Sunday Independent (Ireland)

DURING THIS ISOLATION IT’S THE YOUNG ONES I FEEL SORRIEST FOR

- Lara Bradley

AS a sometimes overly pragmatic mum-offour I often think of what Barack Obama said was his mother’s refrain, when he would complain about her making him study: “This is no picnic for me either, Buster!”

It came to mind when I read reports about charities that work with the elderly saying they were having lots of calls from frustrated, fit and healthy over 70s who are fed up with cocooning and just going to go ahead and go out regardless.

I felt it at the start of this Covid horror show too when I found myself homeschool­ing, yet saw numbers of old folks out shopping together and enjoying coffee in the still-open cafes having clearly not gotten the memo about social distancing. Their lives weren’t suddenly upturned by the schools closure so the seriousnes­s hadn’t seemed to have hit home with them at that stage.

I have kids to play with and a garden to do that in, and I am very aware that not everyone’s lockdown has the same moments of joy within it that mine has.

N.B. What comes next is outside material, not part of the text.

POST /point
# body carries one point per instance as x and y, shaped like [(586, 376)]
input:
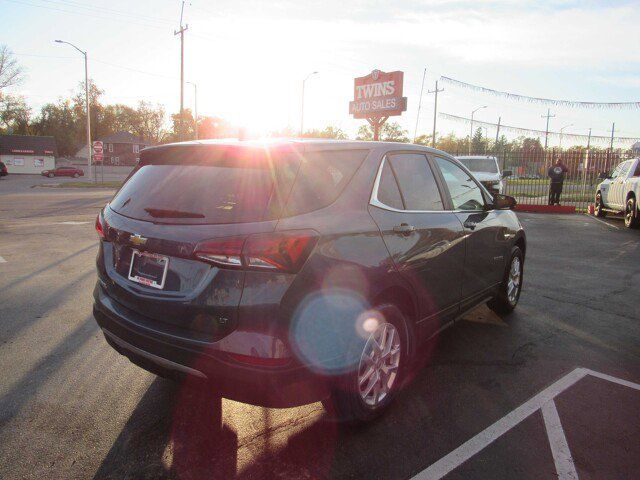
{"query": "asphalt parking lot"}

I’m enormously grateful, but it’s no picnic either.

Yet, I have a maturity to deal with it now that I lacked a few decades ago and I think we need to give our elderly the credit for having the mental resilience to get through this rather than pander to recent calls to ease up on the cocooning.

Rather than a constant focus on the old folk who aren’t allowed out to play, isn’t it time to shine a light on the amazing levels of compliance (without much complaint) we are seeing from 19- to 22-year-olds who are altruistic­ally enduring a dystopia we would never have believed possible in our heyday?

There are some biological facts that need to be faced here — not least of which is that the older you are the easier it gets to suffer a night in, never mind possibly hundreds of them, and the more able you are to face quiet days with only books/ TV/ gardening/ odd jobs for company. That would’ve been my vision of hell at 20. I imagine at 70 it might compare favourably with taking a punt on ICU/ death.

The warm glow of an iPad is a poor substitute for ardent young lovers kept apart and forced to live 24/7, for however long, with their parents. (I know parents of teens are finding lockdown particular­ly difficult too.)

It is in the natural order of things to feel utterly invincible and probably immortal at 20 — but it seems like that feeling may still be strong for some in their 70s. In normal circumstan­ces I’d celebrate their joie de vivre, but it’s a delusion in this reality.

I’m sure a sizeable number of the dead were also independen­t people who were wonderfull­y young at heart too.

Imagine what would’ve happened to our worldview when we were the youngest of adults if we hadn’t had the option to just pack up a rucksack and seek a better life because the world suddenly shrank to 2km?

The rug got pulled from under them when they were just taking their first steps out into the world, and they will pay economical­ly for this for decades to come.

They are the ones we need let out to play first and happily they are the ones it will be safest for.